LDS Audit

The Dark Side of Mormon College Towns (Rexburg, Provo) - Courtney Kimpel ft. Hayley Rawle | Ep. 1914

The Hidden Crisis in Mormon College Towns: Why Institutional Culture Matters

When young people arrive at Brigham Young University in Provo or BYU-Idaho in Rexburg, they enter worlds shaped by a peculiar intersection of religious doctrine, institutional oversight, and demographic homogeneity. According to the Mormon Stories Podcast episode featuring Courtney Kimpel and Hayley Rawle, these communities harbor a troubling pattern: inadequate sexual education, power imbalances, and a culture of victim-blaming that leaves students, particularly women, vulnerable to boundary violations and assault. Understanding the dark side of Mormon college towns requires examining how religious institutions shape behavior, silence victims, and perpetuate cycles of harm through cultural messaging rather than explicit doctrine alone.

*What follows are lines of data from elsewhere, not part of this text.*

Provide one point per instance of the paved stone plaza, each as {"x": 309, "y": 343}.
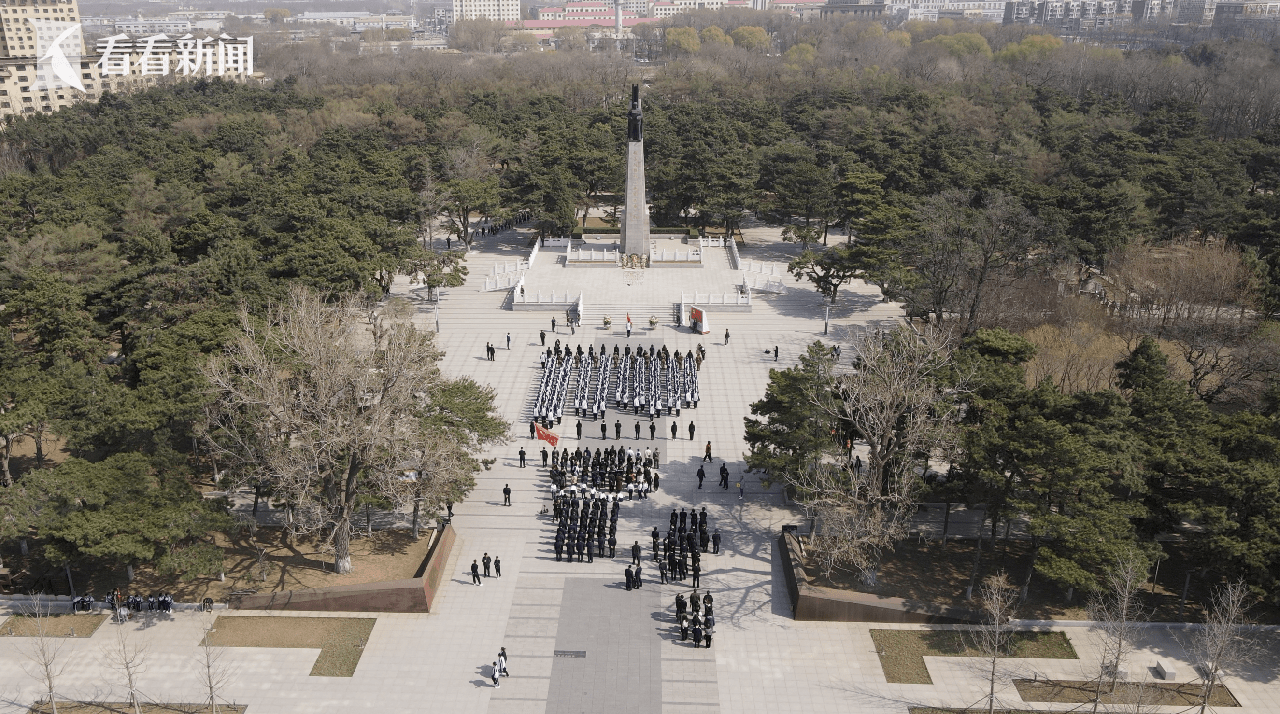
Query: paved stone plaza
{"x": 632, "y": 662}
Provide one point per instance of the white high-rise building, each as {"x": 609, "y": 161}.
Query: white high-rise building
{"x": 492, "y": 9}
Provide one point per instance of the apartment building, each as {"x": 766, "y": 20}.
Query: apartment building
{"x": 492, "y": 9}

The Perfect Storm: Religion, Education, and Demographics

The problem begins long before students set foot on campus. In Mormon-dominant regions like southeastern Idaho and Utah Valley, the church and public education systems are so thoroughly intertwined that religious doctrine functions as de facto school policy. Seminary classes meet during the school day. Teachers integrate faith discussions into standard coursework. When roughly 96–98% of a high school population shares the same religious background, dissenting voices become nearly invisible, and questioning the dominant culture feels socially impossible.

This creates a distinctive educational environment where abstinence-only sex education is the norm, not the exception. Students graduate with fragmentary knowledge about consent, sexual health, and bodily autonomy, gaps that leave them dangerously unprepared for the social reality they encounter in college.